Minnesota 5 county deer feeding ban announced
|The Minnesota Department of Natural Resources will focus actions to slow and hopefully eliminate the spread of chronic wasting disease in southeastern Minnesota within about a 10-mile radius of Preston and include a deer feeding ban in the five adjoining area counties.
“This 370 square mile disease management zone is the area of greatest concern,” said Dr. Lou Cornicelli, wildlife research manager for the Minnesota Department of Natural Resources. “Landowners and hunters will help us conduct our primary control and sampling efforts here so we can act quickly, aggressively and cooperatively to limit and hopefully stop any spread of CWD.”
The zone is bordered roughly on the northwest by Chatfield, on the northeast by Arendahl, on the southeast by Canton and on the southwest by Bristol.

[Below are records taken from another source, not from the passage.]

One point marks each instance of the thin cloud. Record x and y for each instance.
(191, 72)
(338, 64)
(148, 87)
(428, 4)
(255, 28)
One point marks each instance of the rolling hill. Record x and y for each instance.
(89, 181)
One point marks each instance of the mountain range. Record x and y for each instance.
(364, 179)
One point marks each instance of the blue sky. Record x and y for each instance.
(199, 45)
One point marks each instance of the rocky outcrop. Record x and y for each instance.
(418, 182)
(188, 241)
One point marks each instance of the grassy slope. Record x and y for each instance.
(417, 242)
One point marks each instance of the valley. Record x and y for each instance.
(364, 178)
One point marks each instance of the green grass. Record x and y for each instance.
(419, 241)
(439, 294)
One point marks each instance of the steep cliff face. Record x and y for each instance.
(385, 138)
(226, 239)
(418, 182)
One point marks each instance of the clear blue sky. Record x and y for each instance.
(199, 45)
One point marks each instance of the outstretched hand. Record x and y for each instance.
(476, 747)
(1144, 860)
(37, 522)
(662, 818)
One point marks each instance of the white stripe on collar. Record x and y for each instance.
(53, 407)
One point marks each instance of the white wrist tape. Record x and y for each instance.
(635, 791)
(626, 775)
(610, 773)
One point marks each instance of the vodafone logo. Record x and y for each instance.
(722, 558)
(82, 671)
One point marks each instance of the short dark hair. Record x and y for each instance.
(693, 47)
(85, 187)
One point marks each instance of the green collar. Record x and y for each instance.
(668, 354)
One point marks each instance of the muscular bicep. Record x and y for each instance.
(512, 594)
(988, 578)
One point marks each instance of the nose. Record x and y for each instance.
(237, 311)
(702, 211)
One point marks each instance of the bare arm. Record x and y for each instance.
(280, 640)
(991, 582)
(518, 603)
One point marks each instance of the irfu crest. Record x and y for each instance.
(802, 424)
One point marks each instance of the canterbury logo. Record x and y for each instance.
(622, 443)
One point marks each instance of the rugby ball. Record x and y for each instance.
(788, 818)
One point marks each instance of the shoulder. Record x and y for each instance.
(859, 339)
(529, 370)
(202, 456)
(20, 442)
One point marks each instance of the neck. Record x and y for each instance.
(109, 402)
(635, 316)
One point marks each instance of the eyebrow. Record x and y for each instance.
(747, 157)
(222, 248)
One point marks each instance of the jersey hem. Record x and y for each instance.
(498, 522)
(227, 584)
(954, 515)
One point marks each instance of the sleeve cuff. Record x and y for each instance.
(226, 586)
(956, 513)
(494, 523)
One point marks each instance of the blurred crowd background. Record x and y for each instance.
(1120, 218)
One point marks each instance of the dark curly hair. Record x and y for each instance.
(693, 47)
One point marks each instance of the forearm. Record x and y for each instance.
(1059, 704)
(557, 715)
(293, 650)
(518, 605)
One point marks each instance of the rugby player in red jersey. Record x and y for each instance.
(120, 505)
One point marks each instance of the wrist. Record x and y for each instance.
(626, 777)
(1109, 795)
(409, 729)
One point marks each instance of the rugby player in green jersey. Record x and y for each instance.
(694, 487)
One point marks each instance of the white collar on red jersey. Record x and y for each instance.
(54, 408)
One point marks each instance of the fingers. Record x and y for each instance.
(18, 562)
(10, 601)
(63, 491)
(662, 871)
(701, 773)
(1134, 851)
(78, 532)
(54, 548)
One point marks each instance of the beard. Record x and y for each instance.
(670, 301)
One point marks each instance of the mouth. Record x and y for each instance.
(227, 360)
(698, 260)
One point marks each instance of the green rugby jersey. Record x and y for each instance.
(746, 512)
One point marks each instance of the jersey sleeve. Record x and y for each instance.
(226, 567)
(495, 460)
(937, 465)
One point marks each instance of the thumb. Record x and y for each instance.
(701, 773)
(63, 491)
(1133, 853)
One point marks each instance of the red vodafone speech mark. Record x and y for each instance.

One of the actions planned in the disease management zone will be a special late-season deer hunt from Saturday, Dec. 31, through Sunday, Jan 15. Additional details regarding the special hunting season will be released at a later date.
Later this month, a deer feeding ban goes into effect for residents of Fillmore, Houston, Mower, Olmsted and Winona counties. Those counties adjoin the area west of Lanesboro where two CWD-infected deer recently were discovered. The feeding ban encompasses a wider area because the potential extent of the infection is not known and one of the most probable mechanisms for CWD spread among deer is over a food source that concentrates animals and allows close contact.
“One simple step that anyone can do to help prevent the spread of disease is to stop feeding deer,” Cornicelli said.
Details of how landowners and hunters can help the DNR proceed with disease management actions will be discussed with the public at a meeting on Thursday, Dec. 15, in Preston. The meeting will begin at 7 p.m. in the Fillmore Central School Auditorium, 702 Chatfield St.
Items that will be discussed include the disease management zone and activities governed within it; the deer feeding ban; the special late-season hunt; landowner shooting permits; and temporary suspension of antler point restriction regulations. DNR staff will answer additional questions as will representatives from other state agencies and deer hunting groups.
DNR still needs hunters’ assistance to continue testing deer harvested in permit areas 347 and 348. Hunters should follow the instructions to complete a simple form and place it – along with the head of a harvested deer – in drop boxes located in Chatfield, Harmony, Lanesboro, Preston and Wykoff.
Chronic wasting disease is a fatal brain disease to deer, elk and moose but is not known to affect human health. Prior to the recent discovery near Lanesboro, the only other wild deer with the disease found in Minnesota was harvested near Pine Island in 2010.